After a motorcycle accident and a subsequent seclusion following his 1966 world tour he made an unexpected comeback at the Concert for Bangladesh in 1971 and the albums John Wesley Harding, Nashville Skyline and New Morning.
The return of the troubadour culminated in 1975’s Blood on the Tracks album and hailed as a return to form, and for many, one of the greatest LPs ever recorded.
Three years later, after Dylan witnessed a vision of Christ in an Arizona hotel room, his lyrics became full of Biblical references and reflected themes of faith and morality.
You may be an ambassador to England or France
You may like to gamble, you might like to dance
You may be the heavyweight champion of the world
You may be a socialite with a long string of pearls
But you’re gonna have to serve somebody, yes indeed
You’re gonna have to serve somebody
Well, it may be the devil or it may be the Lord
But you’re gonna have to serve somebody
His albums continued to be received with interest – if often mixed reviews – and in 1988 he began what came to be known as the Never-Ending Tour, constantly reinterpreting his own songs on stage.
Just as it seemed he was losing his relevance, his 1997 album Time Out of Mind, with its dark themes of mortality, proved another landmark release.

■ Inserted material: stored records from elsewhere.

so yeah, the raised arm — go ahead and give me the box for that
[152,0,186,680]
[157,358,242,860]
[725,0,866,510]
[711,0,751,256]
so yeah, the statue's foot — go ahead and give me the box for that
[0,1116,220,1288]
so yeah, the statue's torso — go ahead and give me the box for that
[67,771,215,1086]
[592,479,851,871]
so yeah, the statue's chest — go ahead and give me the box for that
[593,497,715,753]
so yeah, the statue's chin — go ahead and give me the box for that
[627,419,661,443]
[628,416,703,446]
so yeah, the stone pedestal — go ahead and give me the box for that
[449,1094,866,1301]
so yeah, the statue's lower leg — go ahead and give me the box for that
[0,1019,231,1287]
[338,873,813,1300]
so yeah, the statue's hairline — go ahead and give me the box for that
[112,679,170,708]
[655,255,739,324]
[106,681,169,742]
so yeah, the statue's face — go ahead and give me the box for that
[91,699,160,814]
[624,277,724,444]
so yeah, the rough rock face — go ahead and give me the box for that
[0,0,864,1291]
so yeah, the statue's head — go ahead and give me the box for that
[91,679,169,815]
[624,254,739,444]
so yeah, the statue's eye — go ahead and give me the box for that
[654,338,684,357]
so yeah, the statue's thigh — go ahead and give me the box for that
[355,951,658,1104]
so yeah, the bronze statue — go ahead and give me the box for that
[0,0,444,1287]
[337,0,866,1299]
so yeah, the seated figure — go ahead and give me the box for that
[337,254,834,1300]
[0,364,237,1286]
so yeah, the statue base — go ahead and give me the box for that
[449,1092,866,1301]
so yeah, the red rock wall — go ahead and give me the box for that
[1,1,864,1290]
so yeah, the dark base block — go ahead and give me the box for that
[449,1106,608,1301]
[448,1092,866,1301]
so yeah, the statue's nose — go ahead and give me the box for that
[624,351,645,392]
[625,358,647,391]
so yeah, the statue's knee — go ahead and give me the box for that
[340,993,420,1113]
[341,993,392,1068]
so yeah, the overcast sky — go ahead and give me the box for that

It won three Grammys including best album.
In 2006, at 65, he became the oldest living artist to enter the Billboard chart at number one with Modern Times.
And his most recent albums Fallen Angels and Shadows in the Night has seen him slip seamlessly into an aged crooner of the great American Songbook.
His journey has come full circle.
Imbedded in legendary status, an avalanche of honours have now flowed – a Kennedy Center Honour, an Oscar, a Pulitzer Prize, a Golden Globe and the Presidential Medal of Freedom.
Now he can add a Nobel Prize to that list.